In my book Beyond Age Rage, I argued that some of the “Oh my God” reaction to Millennials still living at home with their parents, was because it was new, not necessarily because it was bad. After all, if you can’t get a job because you’re not properly trained and/or the economy is still weak, it makes perfect sense to cut costs (maybe all the way down to zero) and room with Mom and Dad. So it’s rational. But can it even be good?

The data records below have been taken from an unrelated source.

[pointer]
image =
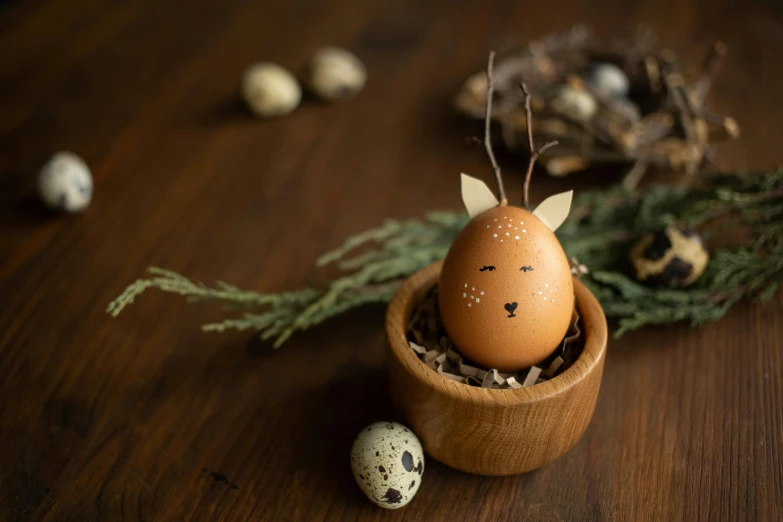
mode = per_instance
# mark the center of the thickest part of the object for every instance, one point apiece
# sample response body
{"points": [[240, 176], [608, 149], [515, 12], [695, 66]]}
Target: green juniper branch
{"points": [[600, 231]]}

In a very thought-provoking piece in the New York Times magazine, Adam Davidson tries to get comfortable with the idea that this is not just a temporary blip. In fact, he argues, it’s part of a very long-term evolution which has seen young people move from workers (even as children) to people who could not be expected to be in the workforce (until older, and older still, and older still):
Childhood is a fairly recent economic innovation. For most of recorded history, a vast majority of people began working by age 4, typically on a farm, and were full time by 10. According to James Marten, a historian at Marquette University and the editor of The Journal of the History of Childhood and Youth, it wasn’t until the 1830s, as the U.S. economy began to shift from subsistence agriculture to industry and markets, that life began to change slowly for little kids. Parents were getting richer, family sizes fell and, by the 1850s, school attendance started to become mandatory. By the end of the Civil War, much of American culture had accepted the notion that children under 13 should be protected from economic life, and child-labor laws started emerging around the turn of the century. As the country grew wealthier over the ensuing decades, childhood expanded along with it. Eventually, teenagers were no longer considered younger, less-competent adults but rather older children who should be nurtured and encouraged to explore.

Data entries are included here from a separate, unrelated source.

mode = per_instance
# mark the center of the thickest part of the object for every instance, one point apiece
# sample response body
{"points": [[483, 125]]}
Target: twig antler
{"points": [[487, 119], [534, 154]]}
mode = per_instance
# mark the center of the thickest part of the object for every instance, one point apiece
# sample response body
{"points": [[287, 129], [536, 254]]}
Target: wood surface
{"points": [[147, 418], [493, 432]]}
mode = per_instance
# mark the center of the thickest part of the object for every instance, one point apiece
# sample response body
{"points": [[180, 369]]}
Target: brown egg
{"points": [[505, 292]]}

Thus high school, college and then the workforce. The familiar pattern — until the Great Recession. Or so goes the narrative. But Davidson argues that things started becoming unstuck much earlier:
(The) latest recession was only part of the boomerang generation’s problem. In reality, it simply amplified a trend that had been growing stealthily for more than 30 years. Since 1980, the U.S. economy has been destabilized by a series of systemic changes — the growth of foreign trade, rapid advances in technology, changes to the tax code, among others — that have affected all workers but particularly those just embarking on their careers. In 1968, for instance, a vast majority of 20-somethings were living independent lives; more than half were married. But over the past 30 years, the onset of sustainable economic independence has been steadily receding. By 2007, before the recession even began, fewer than one in four young adults were married, and 34 percent relied on their parents for rent.
OK, if that’s the case, should we just relax about this? Is it really the “new normal”? Does it have any positive side effects?
Read the article – you might not feel better about what’s going on (especially if you’re the one paying the bills), but you’ll certainly have a more sympathetic perspective. (It also includes a terrific slide show detailing the stories of 14 Millennials who are living that life.)